I am not sure what value there is to having dom0 running from ram on a system that does have a disk. If something in a VM can reach out and compromise dom0, it’s already compromised Xen, and it can fiddle with VMs on disk. I guess dom0 mods for persistence, something that kinks one or more VMs each time the system started, would be a potential problem?

But the “first, let’s assume dom0 is compromised” seems like an enormous stretch. A quick Google shows there have been four ‘game over’ Xen breakouts during the life of this project. Has there every been a proof of concept demonstrated?
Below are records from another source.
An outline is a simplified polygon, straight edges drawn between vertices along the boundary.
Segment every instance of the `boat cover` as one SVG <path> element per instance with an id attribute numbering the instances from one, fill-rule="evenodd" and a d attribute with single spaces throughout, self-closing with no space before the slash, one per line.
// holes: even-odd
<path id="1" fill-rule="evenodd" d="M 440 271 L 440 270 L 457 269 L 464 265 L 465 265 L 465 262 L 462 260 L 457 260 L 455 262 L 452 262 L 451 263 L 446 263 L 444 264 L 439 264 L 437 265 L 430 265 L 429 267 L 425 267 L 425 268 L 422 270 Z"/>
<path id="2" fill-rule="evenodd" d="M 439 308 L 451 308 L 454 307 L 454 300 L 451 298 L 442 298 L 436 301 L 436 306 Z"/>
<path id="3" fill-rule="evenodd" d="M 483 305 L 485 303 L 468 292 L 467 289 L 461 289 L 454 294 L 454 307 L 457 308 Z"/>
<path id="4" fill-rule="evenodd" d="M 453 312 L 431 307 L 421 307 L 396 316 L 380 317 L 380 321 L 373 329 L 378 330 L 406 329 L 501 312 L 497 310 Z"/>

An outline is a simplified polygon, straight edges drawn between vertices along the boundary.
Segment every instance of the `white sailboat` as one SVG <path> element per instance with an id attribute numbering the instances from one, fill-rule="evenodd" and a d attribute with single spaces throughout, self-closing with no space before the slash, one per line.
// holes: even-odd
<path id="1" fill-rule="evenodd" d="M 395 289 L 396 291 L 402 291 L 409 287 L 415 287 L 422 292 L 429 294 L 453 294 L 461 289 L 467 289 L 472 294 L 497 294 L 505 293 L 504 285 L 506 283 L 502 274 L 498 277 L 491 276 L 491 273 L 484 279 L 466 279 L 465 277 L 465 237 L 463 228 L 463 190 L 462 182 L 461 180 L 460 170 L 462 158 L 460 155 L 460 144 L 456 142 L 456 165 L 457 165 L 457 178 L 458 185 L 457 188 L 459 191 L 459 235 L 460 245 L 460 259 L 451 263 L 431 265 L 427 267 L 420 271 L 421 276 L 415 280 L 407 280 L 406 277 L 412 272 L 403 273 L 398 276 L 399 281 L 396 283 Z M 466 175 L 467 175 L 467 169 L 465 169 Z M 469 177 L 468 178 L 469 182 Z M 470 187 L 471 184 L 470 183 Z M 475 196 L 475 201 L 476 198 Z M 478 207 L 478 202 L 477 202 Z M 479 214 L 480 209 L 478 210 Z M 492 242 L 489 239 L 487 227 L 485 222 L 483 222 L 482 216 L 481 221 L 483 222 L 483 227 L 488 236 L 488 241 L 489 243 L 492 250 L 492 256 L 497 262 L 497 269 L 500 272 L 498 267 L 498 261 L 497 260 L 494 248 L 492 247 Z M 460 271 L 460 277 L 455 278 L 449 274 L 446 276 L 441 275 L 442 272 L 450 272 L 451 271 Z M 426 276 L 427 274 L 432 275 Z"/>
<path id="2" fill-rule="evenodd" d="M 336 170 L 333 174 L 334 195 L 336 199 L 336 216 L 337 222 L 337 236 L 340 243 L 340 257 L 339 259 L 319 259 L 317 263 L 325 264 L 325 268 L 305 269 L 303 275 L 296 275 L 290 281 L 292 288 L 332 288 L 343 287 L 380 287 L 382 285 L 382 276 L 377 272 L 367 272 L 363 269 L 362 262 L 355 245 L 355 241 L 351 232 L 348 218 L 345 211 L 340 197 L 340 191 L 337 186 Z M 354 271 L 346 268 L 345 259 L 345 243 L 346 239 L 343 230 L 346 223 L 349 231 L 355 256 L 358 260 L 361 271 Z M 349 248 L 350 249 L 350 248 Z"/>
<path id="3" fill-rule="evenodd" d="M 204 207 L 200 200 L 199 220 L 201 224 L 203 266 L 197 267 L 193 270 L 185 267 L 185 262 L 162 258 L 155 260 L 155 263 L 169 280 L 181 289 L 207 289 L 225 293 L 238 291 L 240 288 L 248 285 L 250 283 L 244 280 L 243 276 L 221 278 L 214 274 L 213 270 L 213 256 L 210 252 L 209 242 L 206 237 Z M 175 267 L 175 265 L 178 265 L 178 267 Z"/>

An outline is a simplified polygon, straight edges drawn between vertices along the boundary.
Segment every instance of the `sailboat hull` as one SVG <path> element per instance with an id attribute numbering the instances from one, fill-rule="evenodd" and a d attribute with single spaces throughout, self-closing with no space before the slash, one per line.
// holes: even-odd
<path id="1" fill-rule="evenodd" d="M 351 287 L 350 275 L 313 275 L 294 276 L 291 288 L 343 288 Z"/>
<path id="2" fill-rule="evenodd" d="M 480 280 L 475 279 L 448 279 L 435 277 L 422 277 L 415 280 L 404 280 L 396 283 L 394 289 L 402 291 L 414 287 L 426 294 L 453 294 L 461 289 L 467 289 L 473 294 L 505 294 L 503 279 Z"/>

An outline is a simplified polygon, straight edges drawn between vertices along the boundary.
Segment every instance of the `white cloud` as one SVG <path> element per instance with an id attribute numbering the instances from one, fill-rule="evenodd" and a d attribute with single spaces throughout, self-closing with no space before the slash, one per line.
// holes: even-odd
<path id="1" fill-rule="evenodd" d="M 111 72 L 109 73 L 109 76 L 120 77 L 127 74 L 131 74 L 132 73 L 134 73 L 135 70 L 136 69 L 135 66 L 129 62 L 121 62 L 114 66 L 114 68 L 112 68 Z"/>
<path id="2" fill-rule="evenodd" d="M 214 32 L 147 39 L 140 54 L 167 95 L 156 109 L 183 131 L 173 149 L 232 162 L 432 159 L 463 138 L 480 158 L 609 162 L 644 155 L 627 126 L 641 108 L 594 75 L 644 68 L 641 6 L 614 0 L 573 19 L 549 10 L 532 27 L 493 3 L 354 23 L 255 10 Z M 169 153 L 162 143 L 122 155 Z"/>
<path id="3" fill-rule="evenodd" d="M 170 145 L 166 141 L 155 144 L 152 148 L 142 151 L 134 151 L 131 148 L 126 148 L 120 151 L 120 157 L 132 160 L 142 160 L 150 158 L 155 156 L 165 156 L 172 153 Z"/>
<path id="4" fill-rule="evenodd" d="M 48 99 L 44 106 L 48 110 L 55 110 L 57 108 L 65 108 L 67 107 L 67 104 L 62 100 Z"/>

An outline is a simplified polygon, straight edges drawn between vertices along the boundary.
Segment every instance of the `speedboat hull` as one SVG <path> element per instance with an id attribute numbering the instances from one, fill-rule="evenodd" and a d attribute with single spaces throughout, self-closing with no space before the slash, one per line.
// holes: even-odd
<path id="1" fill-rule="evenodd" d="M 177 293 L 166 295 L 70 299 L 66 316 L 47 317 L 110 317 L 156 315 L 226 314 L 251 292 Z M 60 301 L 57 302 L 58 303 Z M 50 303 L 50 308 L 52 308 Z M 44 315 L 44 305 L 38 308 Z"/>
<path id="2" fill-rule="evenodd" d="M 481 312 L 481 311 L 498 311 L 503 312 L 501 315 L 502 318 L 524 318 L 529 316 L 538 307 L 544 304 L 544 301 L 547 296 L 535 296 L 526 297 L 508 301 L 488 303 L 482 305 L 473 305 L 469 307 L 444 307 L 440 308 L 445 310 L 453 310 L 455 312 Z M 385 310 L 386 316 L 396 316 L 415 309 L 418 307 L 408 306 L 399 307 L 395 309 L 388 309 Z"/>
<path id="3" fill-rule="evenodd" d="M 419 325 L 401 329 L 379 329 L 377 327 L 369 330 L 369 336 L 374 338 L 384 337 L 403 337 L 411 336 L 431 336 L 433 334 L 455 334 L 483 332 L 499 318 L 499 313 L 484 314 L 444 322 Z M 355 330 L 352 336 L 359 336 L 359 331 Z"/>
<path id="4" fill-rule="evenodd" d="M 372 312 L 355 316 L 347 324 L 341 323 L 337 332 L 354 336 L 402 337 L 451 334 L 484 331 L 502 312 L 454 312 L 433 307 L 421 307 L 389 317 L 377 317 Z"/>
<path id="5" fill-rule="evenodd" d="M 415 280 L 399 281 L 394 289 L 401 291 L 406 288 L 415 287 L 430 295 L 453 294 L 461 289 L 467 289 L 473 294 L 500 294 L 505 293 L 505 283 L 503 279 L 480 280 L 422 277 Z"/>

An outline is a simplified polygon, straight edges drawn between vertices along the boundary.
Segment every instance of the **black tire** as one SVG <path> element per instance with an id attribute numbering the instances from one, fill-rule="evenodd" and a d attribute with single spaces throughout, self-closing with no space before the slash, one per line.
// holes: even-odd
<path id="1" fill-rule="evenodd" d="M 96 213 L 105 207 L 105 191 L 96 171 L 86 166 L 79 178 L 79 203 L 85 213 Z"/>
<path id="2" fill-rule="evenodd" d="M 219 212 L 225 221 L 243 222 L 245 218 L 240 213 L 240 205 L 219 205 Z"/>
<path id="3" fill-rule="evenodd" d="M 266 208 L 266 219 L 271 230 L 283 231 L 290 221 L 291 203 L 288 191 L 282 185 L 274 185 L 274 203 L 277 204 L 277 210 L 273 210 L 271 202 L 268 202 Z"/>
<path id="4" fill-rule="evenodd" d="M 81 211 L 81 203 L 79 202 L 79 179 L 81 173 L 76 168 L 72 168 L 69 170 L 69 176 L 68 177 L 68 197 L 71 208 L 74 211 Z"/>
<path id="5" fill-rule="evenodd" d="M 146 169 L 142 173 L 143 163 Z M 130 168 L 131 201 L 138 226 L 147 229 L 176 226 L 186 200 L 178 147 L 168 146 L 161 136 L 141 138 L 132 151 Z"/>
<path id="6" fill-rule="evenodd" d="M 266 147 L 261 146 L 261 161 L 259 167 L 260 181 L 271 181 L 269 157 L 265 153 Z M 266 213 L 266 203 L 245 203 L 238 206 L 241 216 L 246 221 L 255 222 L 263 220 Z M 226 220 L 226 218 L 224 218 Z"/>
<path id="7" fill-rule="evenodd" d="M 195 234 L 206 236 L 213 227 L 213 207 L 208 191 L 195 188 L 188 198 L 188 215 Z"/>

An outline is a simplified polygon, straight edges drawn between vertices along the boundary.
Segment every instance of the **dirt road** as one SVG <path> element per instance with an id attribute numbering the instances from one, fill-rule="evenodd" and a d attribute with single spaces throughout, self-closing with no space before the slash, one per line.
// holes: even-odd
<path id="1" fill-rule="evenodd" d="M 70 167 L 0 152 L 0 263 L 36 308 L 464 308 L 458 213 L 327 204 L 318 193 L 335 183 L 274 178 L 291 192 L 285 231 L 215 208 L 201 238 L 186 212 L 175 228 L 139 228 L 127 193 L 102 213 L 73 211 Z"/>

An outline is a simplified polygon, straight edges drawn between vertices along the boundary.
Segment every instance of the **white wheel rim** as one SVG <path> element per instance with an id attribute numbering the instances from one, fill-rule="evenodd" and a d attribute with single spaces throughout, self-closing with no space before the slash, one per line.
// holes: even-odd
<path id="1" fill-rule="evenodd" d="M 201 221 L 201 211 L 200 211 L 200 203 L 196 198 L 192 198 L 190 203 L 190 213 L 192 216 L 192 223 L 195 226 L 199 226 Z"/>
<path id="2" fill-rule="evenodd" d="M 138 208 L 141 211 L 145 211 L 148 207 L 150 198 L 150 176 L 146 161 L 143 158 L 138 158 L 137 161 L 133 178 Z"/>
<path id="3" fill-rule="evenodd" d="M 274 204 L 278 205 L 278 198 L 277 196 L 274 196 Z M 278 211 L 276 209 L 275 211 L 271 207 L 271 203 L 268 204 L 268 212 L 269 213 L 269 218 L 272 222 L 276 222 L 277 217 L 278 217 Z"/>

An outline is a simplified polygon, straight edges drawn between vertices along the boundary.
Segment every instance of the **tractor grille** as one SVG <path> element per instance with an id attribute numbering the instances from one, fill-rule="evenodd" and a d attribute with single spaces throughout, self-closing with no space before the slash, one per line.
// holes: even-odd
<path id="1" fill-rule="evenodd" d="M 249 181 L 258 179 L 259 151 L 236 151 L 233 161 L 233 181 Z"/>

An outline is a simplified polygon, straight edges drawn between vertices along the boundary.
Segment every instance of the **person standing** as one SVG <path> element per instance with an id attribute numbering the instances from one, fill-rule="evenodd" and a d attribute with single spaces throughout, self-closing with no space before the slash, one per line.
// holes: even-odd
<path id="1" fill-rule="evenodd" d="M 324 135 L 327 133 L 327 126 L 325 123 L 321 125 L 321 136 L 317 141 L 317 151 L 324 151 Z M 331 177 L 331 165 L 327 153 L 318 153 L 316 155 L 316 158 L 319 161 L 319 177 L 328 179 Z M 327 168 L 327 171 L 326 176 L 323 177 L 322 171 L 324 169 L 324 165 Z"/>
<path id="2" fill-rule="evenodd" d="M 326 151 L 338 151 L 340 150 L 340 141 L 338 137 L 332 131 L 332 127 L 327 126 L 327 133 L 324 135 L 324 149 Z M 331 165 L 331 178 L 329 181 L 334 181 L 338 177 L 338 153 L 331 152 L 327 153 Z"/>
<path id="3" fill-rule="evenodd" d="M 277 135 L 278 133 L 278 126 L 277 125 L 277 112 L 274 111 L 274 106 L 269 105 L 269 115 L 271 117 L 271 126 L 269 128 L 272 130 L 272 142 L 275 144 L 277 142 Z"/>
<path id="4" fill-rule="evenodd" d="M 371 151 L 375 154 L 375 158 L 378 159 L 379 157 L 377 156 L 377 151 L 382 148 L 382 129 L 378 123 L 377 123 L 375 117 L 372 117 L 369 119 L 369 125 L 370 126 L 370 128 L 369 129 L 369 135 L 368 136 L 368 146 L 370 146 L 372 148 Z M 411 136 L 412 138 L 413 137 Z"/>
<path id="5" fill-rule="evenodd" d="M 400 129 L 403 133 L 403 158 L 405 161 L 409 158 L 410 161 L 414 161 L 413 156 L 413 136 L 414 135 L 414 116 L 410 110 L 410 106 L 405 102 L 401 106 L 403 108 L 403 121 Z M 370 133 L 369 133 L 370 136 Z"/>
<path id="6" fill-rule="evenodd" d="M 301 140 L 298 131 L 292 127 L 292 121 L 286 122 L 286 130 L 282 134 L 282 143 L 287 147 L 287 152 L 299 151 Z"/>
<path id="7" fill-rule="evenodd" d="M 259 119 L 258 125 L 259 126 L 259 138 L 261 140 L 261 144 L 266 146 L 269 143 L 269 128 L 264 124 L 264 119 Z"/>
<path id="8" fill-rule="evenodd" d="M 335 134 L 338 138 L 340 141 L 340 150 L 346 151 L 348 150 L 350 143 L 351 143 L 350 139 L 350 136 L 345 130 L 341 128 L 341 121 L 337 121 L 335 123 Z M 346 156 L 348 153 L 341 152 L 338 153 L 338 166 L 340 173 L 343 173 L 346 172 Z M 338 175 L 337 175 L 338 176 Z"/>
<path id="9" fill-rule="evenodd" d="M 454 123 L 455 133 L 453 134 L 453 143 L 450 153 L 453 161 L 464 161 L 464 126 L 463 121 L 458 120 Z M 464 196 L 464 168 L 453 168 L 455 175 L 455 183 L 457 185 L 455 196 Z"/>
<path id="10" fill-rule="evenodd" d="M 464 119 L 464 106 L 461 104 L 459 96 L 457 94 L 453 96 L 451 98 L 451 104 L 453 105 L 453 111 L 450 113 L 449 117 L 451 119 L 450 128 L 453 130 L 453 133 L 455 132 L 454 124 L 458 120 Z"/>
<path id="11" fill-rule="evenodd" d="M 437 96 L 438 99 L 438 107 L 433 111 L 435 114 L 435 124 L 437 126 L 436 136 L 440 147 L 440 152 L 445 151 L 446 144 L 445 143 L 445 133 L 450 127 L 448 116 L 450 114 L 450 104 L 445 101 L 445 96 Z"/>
Isn’t there a trusted boot process that would render persistence impossible?

Hi @nealr

Good thoughts…

From a hardcore security perspective, you are generally right that a traditional boot drive is still accessible and writable, even with Dom0 running from RAM. So a breakdown of Qubes OS security via a Xen VM breakout exploit could still compromise one’s system across restarts, if a persistent drive is used.

Detectable at least, with a TPM. I’ve read about things like UEFI Secure Boot, Heads, Anti Evil Maid, TrenchBoot (currently being integrated for Qubes AEM by 3mdeb), etc.

Yes. Using write-protected USB or read-only DVD boot media would certainly increase one’s ability to eliminate the possibility of persistent exploits that could otherwise survive a system restart.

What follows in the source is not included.